From our embrace of the “Twilight” series to certain Kanye West ballads (including “Monster” and the Katy Perry collaboration “E.T.”), Richardson argues society’s collective lust is now aimed squarely at “galactic figures” such as vampires, zombies, goblins, ghouls, and good-ol’ extraterrestrials.

“The creatures that left us terrified as children now contribute to our sexual charge,” Richardson contends.  “How did that happen?  The paranormal fad shows either that people are becoming kinkier or that they are just more open to expressing it now. Kanye West poses, ‘Tell me what’s next, alien sex?’  Apparently so.”

Separately, one fad that has caught on at the human level: slow sex. According to a report late last month in The Daily Texan at the University of Texas at Austin, the slow sex movement is centered on establishing “deeper connection, deeper intimacy or help in communication” among couples.  Daily Texan staff writer Pooneh Momeni writes that its popularity is a pushback against the evermore all-encompassing cyber distractions keeping partners from enjoying their time together without thoughts of texts and tweets.

“In today’s hyper-connected world . . . [m]eaningful sex has taken a backseat to instant gratification,” Momeni confirms.  “Sex has become so time consuming that 17 percent of cell phone users admit to checking their gadgets during sex.”

Yikes.  By comparison, in slow sex workshops, participants are ordered to slow down, engage in deep conversation with their partner face-to-face, and discuss their desires and what they notice about the other person when they are giving them their full attention.

Meanwhile, this past spring, across the border, the attention of many activists shifted to York University in Toronto.  As The Exacalibur student newspaper first reported, a local police officer speaking at an early April campus safety information session advised female students to not “dress like sluts” in order to avoid being sexually assaulted.

The comment prompted worldwide backlash and the birth of a new movement named for its chief activity: the SlutWalk.  The provocatively titled protest march involves women– and men– strolling in public while dressed in a sexually suggestive manner.  It is aimed at eliminating the misperception that clothing choices cause sexual violence.  Among the signs carried by the walkers, according to NextGen Journal‘s Adrienne Edwards: “Don’t tell me what to wear; tell men not to rape.”

As Alex Wagstaff notes in a mid-June Excalibur column, “Studies have found that a woman’s clothing has no bearing on her likelihood of being raped.  Most rapists don’t even remember what their victim was wearing.  The most common outfit for rape victims is jeans and a T-shirt.  Sexual victims aren’t just the women in short skirts. They are our friends, our sisters, our mothers, our daughters.”

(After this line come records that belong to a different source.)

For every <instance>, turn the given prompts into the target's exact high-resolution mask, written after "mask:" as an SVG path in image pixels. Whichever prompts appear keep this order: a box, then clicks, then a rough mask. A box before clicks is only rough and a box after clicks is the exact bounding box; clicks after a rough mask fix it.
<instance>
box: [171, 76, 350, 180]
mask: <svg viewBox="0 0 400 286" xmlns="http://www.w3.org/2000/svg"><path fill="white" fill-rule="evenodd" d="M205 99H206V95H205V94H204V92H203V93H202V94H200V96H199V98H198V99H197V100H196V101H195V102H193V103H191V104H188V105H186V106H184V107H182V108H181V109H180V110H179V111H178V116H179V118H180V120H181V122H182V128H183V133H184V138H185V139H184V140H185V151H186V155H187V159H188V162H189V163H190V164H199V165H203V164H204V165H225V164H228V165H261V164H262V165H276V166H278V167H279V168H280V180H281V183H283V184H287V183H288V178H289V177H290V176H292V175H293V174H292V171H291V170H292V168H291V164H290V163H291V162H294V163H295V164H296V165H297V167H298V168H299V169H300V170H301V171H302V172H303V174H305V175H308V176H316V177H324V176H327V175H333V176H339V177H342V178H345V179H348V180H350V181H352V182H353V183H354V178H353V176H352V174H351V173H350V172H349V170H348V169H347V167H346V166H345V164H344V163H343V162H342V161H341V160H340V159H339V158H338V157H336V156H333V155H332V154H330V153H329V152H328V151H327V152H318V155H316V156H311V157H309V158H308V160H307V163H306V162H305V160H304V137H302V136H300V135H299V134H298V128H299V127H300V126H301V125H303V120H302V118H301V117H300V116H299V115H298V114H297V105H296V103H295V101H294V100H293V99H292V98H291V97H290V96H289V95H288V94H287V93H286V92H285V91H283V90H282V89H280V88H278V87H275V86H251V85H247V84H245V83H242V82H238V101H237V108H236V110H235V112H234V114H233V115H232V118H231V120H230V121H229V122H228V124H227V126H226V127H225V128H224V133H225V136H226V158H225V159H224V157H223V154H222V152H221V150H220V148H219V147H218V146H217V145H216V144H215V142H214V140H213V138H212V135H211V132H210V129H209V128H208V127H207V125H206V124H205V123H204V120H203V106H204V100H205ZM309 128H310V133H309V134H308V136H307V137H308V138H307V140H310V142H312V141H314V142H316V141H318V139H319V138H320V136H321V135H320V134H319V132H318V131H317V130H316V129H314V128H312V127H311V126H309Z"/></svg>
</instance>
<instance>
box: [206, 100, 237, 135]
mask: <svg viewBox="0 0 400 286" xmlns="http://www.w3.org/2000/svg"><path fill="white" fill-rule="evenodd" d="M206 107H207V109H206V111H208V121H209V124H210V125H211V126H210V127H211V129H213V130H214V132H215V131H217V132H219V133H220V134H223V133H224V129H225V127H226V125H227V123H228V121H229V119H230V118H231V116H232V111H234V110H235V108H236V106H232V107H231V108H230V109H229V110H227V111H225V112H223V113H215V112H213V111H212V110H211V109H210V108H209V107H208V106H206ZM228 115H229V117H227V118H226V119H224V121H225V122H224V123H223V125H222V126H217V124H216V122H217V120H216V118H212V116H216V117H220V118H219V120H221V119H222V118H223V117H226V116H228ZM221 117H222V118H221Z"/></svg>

Edwards, a University of Pennsylvania student, writes separately that the walks also relate to a larger push for greater respect.  “It is not just about feminism, it is not just about violence; it is about a common concern for our fellow human being,” she argues.  “[T]he marches are begging the question, if we do dress like sluts, what then?  Are we not still entitled to the same respect that any other human walking this Earth does?  It challenges everyone to think about how we relate to other different people.  Is it really OK to disrespect the homeless man you saw on the street today?  Is it really OK to disrespect someone perceived as less powerful than you?  Is it really OK to disrespect a woman because of what she is wearing?